Note that \(\frac{1}{14}+\frac{1}{14} + \frac{3}{14} + \frac{2}{14} + \frac{2}{14} + \frac{5}{14} = \frac{14}{14} = 1\); the probability of choosing a person from the room who is age 14, 15, 16, 22, 24, or 25 is 100%. The most probable age of a randomly selected person is 25 since this age has the highest probability.

Average (Mean) or Expectation Value

Since quantum mechanics is a probabilistic system, we will typically refer to the average measurement instead of an exact measurement. Note that both average and mean have the same definition: the most likely outcome of a measurement. In the context of quantum mechanics, we will typically use the phrase expectation value instead of average but they have the same meaning.

We will denote the expectation value for a quantity j as \(\langle j \rangle\). For discrete variables we will define the expectation values as:

\[\langle j \rangle = \frac{\sum jN(j)}{N} = \sum_{j=0}^\infty jP(j),\]

and for continuous variables as:

\[\langle x \rangle = \int^\infty_{-\infty}x\rho(x)dx\]

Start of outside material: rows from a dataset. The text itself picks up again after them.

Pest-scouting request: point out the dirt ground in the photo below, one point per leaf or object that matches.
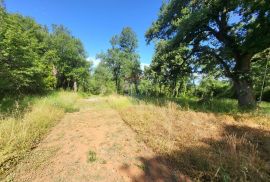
(92, 145)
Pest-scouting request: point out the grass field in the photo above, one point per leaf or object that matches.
(215, 145)
(25, 122)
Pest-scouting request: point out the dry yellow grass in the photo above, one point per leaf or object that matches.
(204, 146)
(19, 134)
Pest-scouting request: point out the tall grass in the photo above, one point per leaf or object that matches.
(203, 145)
(19, 133)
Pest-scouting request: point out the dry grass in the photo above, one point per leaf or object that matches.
(204, 146)
(19, 134)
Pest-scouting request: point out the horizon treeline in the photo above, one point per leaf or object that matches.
(207, 53)
(37, 59)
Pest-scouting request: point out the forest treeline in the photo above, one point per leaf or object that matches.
(35, 58)
(202, 49)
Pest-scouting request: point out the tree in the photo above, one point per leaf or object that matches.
(222, 31)
(22, 55)
(122, 59)
(72, 66)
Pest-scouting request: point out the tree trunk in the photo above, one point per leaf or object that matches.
(244, 93)
(243, 83)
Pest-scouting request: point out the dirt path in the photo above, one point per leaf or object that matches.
(91, 145)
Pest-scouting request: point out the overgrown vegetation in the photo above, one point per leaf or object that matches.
(20, 132)
(210, 58)
(203, 146)
(36, 60)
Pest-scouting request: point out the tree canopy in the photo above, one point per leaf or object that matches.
(33, 59)
(219, 35)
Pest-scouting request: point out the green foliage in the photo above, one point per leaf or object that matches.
(123, 61)
(101, 82)
(33, 60)
(72, 66)
(92, 156)
(19, 134)
(211, 87)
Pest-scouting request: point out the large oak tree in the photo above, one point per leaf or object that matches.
(227, 32)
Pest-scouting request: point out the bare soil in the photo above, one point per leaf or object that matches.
(92, 145)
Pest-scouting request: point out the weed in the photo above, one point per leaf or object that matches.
(19, 133)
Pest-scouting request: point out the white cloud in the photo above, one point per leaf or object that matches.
(94, 61)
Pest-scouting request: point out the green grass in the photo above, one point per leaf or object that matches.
(21, 131)
(216, 105)
(209, 142)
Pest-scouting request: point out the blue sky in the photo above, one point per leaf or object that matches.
(94, 21)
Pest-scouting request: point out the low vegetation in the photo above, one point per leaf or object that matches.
(20, 132)
(205, 146)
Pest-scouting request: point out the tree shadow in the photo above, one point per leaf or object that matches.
(240, 154)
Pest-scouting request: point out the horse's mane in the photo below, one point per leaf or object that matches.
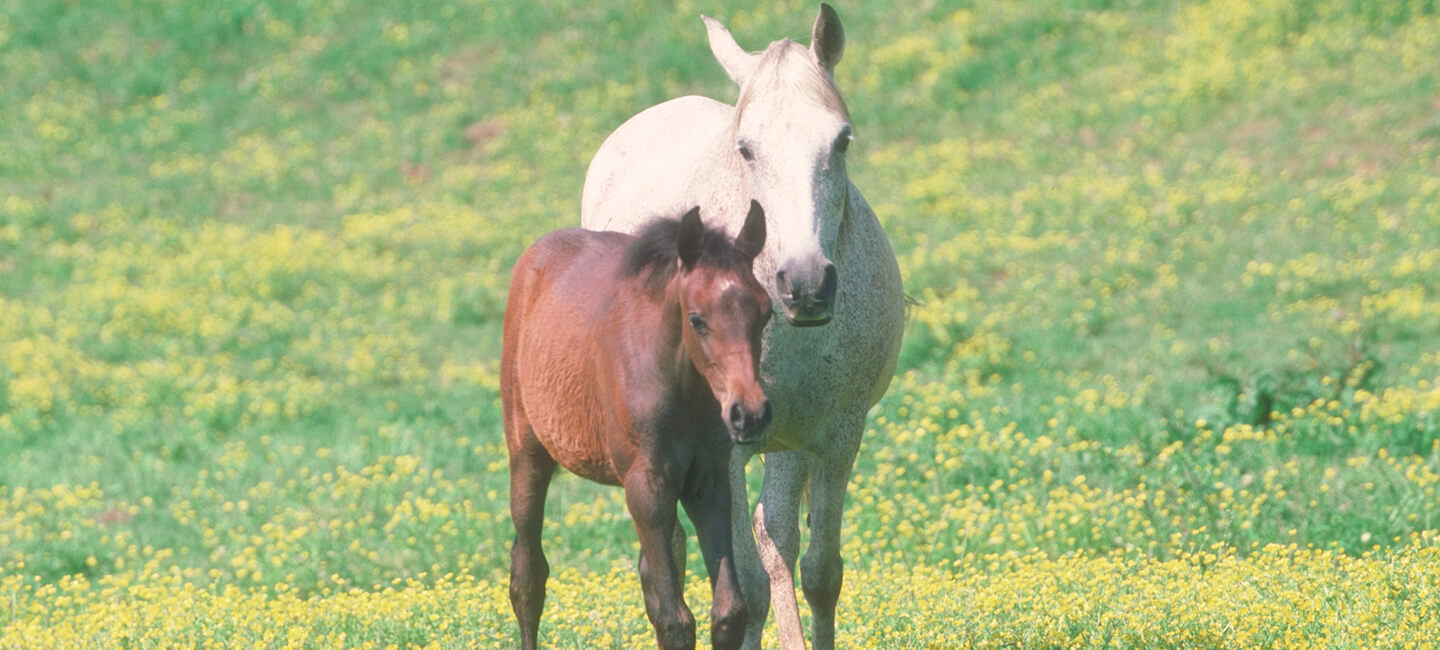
(657, 245)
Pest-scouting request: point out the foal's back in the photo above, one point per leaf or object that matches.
(563, 300)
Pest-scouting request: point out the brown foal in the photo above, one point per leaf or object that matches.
(634, 361)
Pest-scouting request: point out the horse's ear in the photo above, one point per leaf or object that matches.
(750, 239)
(827, 38)
(735, 59)
(690, 235)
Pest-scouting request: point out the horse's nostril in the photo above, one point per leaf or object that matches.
(782, 284)
(830, 283)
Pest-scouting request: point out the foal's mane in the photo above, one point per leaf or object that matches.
(657, 245)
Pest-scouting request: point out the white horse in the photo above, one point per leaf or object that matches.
(827, 267)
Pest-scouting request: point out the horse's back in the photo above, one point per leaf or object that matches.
(645, 166)
(547, 359)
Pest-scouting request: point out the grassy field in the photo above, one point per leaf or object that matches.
(1172, 381)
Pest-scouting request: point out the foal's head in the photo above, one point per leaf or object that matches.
(723, 310)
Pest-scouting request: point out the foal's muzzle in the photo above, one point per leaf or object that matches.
(807, 291)
(745, 424)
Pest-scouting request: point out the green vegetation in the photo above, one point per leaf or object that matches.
(1172, 379)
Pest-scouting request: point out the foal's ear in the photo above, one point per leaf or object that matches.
(750, 239)
(827, 38)
(690, 235)
(735, 59)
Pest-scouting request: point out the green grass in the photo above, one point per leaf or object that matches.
(1175, 267)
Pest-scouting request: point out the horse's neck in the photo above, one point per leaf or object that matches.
(717, 182)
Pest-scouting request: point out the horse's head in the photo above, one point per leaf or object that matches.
(725, 312)
(791, 133)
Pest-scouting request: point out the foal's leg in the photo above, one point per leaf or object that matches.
(530, 472)
(710, 510)
(651, 502)
(822, 570)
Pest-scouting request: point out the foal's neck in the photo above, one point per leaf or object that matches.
(674, 361)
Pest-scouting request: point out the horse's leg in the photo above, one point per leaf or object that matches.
(677, 552)
(755, 584)
(822, 570)
(651, 502)
(785, 474)
(710, 510)
(530, 472)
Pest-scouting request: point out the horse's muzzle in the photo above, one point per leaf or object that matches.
(748, 425)
(808, 293)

Discrete Variables Example

What is the expectation value (average) for the age of all people in the room?

\[\langle j \rangle = 14(\frac{1}{14}) + 15(\frac{1}{14}) + 16(\frac{3}{14}) + 22(\frac{2}{14}) + 24(\frac{2}{14}) + 25(\frac{5}{14})\] \[\langle j \rangle = 21\]

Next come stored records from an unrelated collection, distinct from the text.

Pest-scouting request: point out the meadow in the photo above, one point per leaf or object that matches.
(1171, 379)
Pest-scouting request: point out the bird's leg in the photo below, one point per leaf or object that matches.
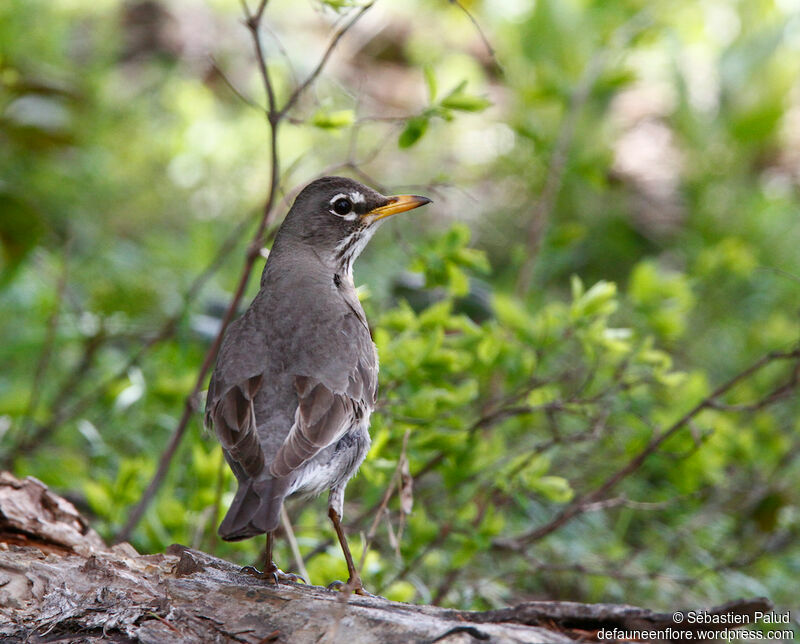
(354, 582)
(271, 570)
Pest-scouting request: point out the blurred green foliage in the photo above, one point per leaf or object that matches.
(666, 262)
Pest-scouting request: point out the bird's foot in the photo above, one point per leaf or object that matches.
(352, 586)
(273, 574)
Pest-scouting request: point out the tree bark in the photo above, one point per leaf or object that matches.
(60, 582)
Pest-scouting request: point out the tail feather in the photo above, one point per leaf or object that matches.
(255, 509)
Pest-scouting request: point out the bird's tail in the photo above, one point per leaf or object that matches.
(256, 508)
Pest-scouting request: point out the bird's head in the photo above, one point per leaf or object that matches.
(337, 216)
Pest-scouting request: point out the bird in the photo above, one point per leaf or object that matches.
(296, 376)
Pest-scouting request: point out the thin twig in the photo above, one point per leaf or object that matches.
(480, 31)
(543, 209)
(579, 505)
(384, 501)
(60, 414)
(274, 118)
(46, 354)
(324, 60)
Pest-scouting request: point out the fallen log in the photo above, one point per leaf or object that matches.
(60, 582)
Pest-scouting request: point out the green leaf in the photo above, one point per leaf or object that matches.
(459, 100)
(553, 488)
(333, 120)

The interpretation of this result is that if you randomly select a single person from this room over and over, eventually the average age of all of your picks will be 21. Note that 21 is not a possible measurement, however. There is a difference between expectation value and measurement.

Other Expectation Values

We can also calculate the expectation value of other quantities which depend on your data. Simply replace j or x in the previous equations with a function of j or x. So, for discrete data we have:

\[\langle f(j)\rangle = \sum_{j=0}^\infty f(j)P(j),\]

and for continuous variables we have:

\[\langle f(x) \rangle = \int_{-\infty}^\infty f(x)\rho(x)dx.\]

Discrete Variables Example

Let’s assume that there is a simple formula that relates a person’s age, a, to the costs of their health insurance, I:

\[I = 5a+7\]

For the room of people we have, the expectation value for their health insurance cost is:

\[\langle I \rangle = (5(14)+7)(\frac{1}{14}) + (5(15)+7)(\frac{1}{14}) + (5(16)+7)(\frac{3}{14}) + (5(22)+7)(\frac{2}{14}) + (5(24)+7)(\frac{2}{14}) + (5(25)+7)(\frac{5}{14})\]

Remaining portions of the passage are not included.